Incidentally, it’s been difficult to tell up to this point because of the lighting, but this episode proves that the pipes themselves have been painted blue, instead of the grey colour as in Series 1. Everyone talks about stuff like the banana in the bunkroom being added in order to give Series 2 a bit more colour, but this clearly extended to every single part of the set in one way or another.
These walls also have one more use in this episode – behind Lister and Cat during the final pregnancy test scene:
I would be willing to bet virtually nobody would spot the set reuse here… unless you were looking for it. And so these pesky pieces of wall manage to show up in the very final scene of Series 2.
But not the final scene shot. Parallel Universe was actually the penultimate episode recorded for Series 2. And the final episode perhaps makes the greatest use of these wall sections of any episode.
Ah, Floor 591. By now, you’ve probably worked out where these wall sections are going to show up. And it’s in yet another configuration that we’ve never seen before:
It’s worth comparing this scene with Lister’s trip down to the bowels of the ship in Waiting for God: it’s very clear exactly the same three sections are used: two large, one small. You can even see the exact same dirt marks along the top on the right-hand section in both episodes!
And yet with a lighting change and a few of the elements swapped round, the two sets look entirely different. Excellent stuff.
We then enter Floor 592, which effectively involves rounding the corner into the same set used for Floor 591. Thanks to some clever direction by a certain Mr. Bye, it doesn’t feel at all odd:
For the first and only time, you actually get to see one of the edges of the wall sections here. I’m presuming you’re interested in this fact if you’ve managed to get this far down the article.
Finally… what the bloody hell do we have here?
Our famous little wall sections now make up the background to the corridor with the vending machine. (The struts, as ever, give the game away.) This is brand new; think back to how this corridor looked in Series 1 on the left, followed by Series 2 on the right:
All of which means, in Holly’s moment of glory in Queeg… that background may look rather familiar to you now.
OK, so is there actually any point to all of this, aside from satisfying a deeply worrying part of my personality? I would suggest yes, and here’s why.

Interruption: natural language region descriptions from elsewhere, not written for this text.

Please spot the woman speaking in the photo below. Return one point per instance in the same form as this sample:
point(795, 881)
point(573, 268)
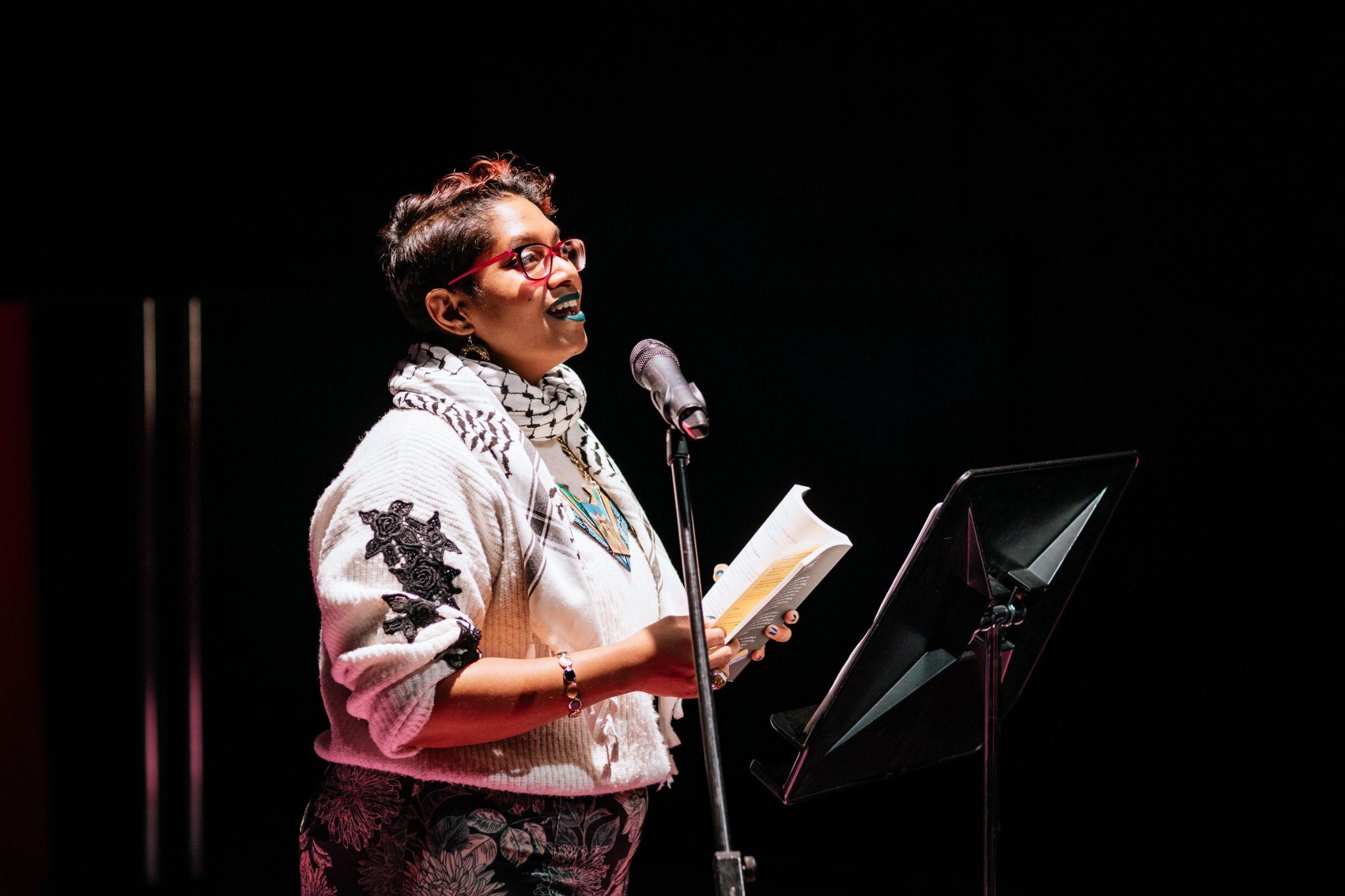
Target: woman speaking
point(503, 636)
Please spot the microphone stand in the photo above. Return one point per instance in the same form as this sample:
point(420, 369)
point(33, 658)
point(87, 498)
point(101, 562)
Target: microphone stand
point(731, 868)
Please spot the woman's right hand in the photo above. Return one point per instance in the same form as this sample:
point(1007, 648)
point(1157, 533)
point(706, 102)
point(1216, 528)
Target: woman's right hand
point(662, 657)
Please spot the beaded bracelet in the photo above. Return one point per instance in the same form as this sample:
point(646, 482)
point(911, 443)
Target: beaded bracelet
point(572, 688)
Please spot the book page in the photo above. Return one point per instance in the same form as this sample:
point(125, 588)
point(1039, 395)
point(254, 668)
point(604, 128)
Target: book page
point(790, 530)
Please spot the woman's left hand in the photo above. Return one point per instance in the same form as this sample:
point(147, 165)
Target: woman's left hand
point(776, 631)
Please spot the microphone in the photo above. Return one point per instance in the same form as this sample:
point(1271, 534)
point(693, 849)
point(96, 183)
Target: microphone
point(655, 367)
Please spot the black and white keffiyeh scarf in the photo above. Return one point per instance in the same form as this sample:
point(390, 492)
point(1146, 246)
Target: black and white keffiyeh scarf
point(496, 413)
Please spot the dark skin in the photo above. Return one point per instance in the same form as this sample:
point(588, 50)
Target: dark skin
point(496, 698)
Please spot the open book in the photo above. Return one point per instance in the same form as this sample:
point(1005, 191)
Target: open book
point(774, 572)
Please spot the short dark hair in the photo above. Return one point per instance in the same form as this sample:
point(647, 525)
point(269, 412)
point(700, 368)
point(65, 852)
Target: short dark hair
point(431, 238)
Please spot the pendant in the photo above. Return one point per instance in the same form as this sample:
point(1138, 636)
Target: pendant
point(603, 521)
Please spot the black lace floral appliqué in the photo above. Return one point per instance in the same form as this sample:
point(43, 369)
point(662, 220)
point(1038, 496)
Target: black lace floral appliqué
point(414, 554)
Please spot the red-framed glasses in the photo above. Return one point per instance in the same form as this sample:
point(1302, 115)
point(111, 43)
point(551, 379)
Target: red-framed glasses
point(535, 259)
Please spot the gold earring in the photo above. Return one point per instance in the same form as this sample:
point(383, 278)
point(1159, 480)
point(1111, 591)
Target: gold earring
point(474, 350)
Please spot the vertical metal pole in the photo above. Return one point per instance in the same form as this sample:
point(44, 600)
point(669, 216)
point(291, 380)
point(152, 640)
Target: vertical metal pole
point(195, 752)
point(990, 779)
point(150, 691)
point(728, 864)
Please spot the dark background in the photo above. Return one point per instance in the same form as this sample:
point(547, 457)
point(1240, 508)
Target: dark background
point(883, 264)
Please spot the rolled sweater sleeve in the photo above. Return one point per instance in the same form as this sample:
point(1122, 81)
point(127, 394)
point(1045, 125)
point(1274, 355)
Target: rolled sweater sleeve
point(404, 548)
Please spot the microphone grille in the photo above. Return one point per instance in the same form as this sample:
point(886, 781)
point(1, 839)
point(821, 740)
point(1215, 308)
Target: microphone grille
point(646, 352)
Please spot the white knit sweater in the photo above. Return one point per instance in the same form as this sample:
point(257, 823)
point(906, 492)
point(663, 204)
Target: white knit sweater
point(380, 689)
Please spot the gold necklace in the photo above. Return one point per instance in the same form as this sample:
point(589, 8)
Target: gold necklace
point(599, 516)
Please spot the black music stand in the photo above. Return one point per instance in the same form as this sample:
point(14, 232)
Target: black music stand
point(1005, 548)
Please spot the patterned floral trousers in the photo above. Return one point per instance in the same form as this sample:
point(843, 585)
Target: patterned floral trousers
point(382, 834)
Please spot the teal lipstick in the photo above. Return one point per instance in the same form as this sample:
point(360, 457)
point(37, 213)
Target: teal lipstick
point(577, 314)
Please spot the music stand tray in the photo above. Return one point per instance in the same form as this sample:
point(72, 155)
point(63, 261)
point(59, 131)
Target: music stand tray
point(1000, 555)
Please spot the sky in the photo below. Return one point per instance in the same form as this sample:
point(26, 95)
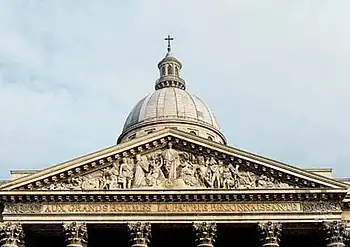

I doubt any single person reading this article has noticed every instance of these wall sections being reused. You may have noticed some, but I was spotting brand new things I’d never seen before while writing this. Moreover, the general audience isn’t going to notice any of the above whatsoever. Whether you love or hate the Series 1 and 2 sets, I think the above is a testament to how much the production did with the money they had. They were constantly swapping things round to make the ship feel as big as possible. The result is a huge success: the same pieces endlessly reused, but it being far from obvious that’s what the production was doing.
In short: Paul Montague deserves a little more consideration than merely jokes about grey paint. However funny those jokes are.